‘Irish is my language, no matter where I am in the world’
Emigrant group @WCBIreland to join #LáDearg social media campaign defending Irish language today
Sorcha Ní Mhealláin
“Isn’t it funny?” I said to Jill, sitting on a grassy bank overlooking the River Tejo in Lisbon “that we both winded up teaching English after all that.”
Jill and I had met on our Erasmus year in Germany and immediately found sanctuary in our mutual “Irishness”. Six years later we find ourselves both living in new cultures again, both struggling to bridge the gap between that comfortable, familiar “Irishness” and a new way of life in another country. Myself in Lisbon, Jill in Fidenza; a small town on the outskirts of Parma in Italy. Both with the prospect of alienation on the horizon.
Earlier that evening we had been the victims of exclamations from foreign friends on how quickly we talk in English and had been called upon to check grammar, syntax and pronunciation from the international party. And all over a half a dozen bottles of red wine.
“Isn’t it funny?” I said to Jill “that we have come to somehow promote a language we have so often taken for granted.” Being an “English-speaker” abroad is a very different thing to speaking English in Ireland. You are a frustration and an inspiration. A frustration in that “You speak too quickly” and “your English is too good to understand, too complicated, too native” but equally you are an inspiration because you have the key to fluent English, the strived for, the slogged for, native English.
So when they ask me on a Saturday night when I’d rather be samba dancing “Why is it like this in English, why is it like that?” I want to say “I don’t know; it’s not even my language really.” And there are thousands of young Irish people teaching English abroad juggling this bilingualism, this semi-tense relationship with representing the English language.
Jokes aside, I think my frustration at being seen as an “official representative of the English language” is largely down to me feeling that English is not the language that I really represent.
I like speaking English. I can express myself in English. English is useful in my life and has offered me opportunities to travel and develop my career. I don’t have any problems with English except for the fact that it’s not the full picture. I’m not just an “English-speaker” and frankly, I’d rather not answer your questions about the minutia of English grammar but ask me about An Tuiseal Ginideach and sure, we’ll have another pint…

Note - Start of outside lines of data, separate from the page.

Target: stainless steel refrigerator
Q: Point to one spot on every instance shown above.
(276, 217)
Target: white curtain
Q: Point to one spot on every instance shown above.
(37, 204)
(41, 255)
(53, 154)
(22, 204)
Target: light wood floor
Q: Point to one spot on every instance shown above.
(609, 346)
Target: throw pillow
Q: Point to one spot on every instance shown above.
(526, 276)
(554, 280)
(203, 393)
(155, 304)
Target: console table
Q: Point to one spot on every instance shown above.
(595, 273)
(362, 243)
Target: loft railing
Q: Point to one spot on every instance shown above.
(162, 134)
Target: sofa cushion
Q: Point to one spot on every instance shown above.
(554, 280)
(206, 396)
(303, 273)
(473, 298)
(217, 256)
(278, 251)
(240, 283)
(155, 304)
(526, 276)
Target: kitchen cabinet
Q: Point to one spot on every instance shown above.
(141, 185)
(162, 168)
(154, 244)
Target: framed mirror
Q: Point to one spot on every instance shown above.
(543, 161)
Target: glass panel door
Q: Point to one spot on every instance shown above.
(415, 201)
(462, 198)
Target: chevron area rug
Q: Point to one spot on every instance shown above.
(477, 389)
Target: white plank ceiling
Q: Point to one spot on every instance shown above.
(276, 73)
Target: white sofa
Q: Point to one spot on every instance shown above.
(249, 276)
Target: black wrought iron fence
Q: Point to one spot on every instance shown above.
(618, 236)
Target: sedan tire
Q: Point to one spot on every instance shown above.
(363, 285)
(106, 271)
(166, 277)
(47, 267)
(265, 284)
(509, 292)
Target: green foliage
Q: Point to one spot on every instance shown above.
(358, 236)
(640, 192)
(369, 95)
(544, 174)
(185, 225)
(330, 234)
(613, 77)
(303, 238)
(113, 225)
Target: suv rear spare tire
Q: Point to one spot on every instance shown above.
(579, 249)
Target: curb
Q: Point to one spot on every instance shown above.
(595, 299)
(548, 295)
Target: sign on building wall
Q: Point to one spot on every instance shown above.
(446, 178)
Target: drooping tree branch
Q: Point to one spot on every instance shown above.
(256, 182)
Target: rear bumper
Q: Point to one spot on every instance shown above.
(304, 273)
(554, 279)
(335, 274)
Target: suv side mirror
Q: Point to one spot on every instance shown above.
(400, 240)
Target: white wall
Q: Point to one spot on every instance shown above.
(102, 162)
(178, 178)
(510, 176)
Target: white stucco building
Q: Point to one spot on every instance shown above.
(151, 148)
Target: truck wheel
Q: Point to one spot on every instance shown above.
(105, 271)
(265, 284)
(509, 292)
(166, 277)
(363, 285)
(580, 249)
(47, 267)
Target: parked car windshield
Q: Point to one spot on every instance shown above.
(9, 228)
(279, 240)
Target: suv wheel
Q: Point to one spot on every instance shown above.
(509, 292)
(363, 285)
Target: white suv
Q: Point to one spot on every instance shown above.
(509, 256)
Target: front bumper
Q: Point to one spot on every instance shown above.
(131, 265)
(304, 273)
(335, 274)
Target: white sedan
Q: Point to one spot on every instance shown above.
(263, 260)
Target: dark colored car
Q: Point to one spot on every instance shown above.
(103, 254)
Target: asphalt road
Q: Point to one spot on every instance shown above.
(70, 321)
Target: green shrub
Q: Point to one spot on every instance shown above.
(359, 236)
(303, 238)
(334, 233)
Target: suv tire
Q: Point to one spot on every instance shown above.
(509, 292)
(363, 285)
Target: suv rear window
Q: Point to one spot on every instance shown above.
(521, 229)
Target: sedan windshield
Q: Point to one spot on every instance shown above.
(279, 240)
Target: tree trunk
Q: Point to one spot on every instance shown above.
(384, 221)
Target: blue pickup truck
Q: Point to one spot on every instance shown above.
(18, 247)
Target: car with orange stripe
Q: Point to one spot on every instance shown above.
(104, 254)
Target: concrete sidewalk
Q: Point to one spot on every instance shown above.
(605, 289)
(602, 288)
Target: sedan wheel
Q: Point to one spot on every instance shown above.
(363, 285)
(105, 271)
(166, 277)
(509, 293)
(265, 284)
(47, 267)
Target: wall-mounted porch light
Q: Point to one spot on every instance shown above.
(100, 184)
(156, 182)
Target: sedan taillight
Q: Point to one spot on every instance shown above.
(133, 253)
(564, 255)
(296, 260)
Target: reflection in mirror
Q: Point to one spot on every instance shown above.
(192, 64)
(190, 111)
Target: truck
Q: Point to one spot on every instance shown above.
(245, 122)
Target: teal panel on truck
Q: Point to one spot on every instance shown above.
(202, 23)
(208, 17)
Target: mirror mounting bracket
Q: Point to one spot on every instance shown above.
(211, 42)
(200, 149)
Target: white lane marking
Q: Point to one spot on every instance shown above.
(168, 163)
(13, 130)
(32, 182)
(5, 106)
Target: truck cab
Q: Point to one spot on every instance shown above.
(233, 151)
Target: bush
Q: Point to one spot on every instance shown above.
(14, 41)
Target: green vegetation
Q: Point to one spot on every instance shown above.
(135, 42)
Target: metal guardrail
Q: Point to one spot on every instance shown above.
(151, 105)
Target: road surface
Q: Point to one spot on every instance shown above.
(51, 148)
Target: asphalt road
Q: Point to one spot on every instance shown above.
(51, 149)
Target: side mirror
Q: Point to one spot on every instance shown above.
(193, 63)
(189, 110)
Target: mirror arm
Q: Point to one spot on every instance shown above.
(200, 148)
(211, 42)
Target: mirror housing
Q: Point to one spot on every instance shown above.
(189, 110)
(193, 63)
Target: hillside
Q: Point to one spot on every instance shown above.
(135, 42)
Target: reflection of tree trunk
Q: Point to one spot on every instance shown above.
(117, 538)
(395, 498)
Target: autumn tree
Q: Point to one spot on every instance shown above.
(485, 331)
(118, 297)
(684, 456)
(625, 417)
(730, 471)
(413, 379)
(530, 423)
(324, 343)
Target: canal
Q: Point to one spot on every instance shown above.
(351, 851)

“Nach bhfuil sé greannmhar?”
And when Jill and I meet on these different adventures, in different places we speak as Gaeilge not because we want to slag off someone’s fake tan in a language they don’t understand, or to raise the curiosity of potentially rich, handsome suitors, we speak in Irish because it makes us happy.
Speaking Irish makes me feel like myself, like that first summer in Gaoth Dobhair aged 12, like the soft lulling vowels of my granny’s voice saying “anseo a Shorcha”, like my dad listening to ceilidh house on a Saturday night in the car home.
When I speak English I speak Irish-English but Irish does not call for this hyphenation. It belongs to my country, my history, my ancestors. This will be true wherever I am in the world.
When Jill left, I was running late for the metro again. “Nach bhfuil sé greannmhar?” I wrote to Jill on Whatsapp, “No matter how early I get up I am always late for the metro.”
And then I returned to my conversation about the changing price of potatoes in supermarkets of late (at least I think that’s what he was saying) with my friendly neighbour on the metro.
Running to the school gates I met a group of my students. “Dia duit Professora!” they grinned holding napkinfuls of pastries.
“Nach bhfuil siad greannmhar,” a dúirt mé féin liom.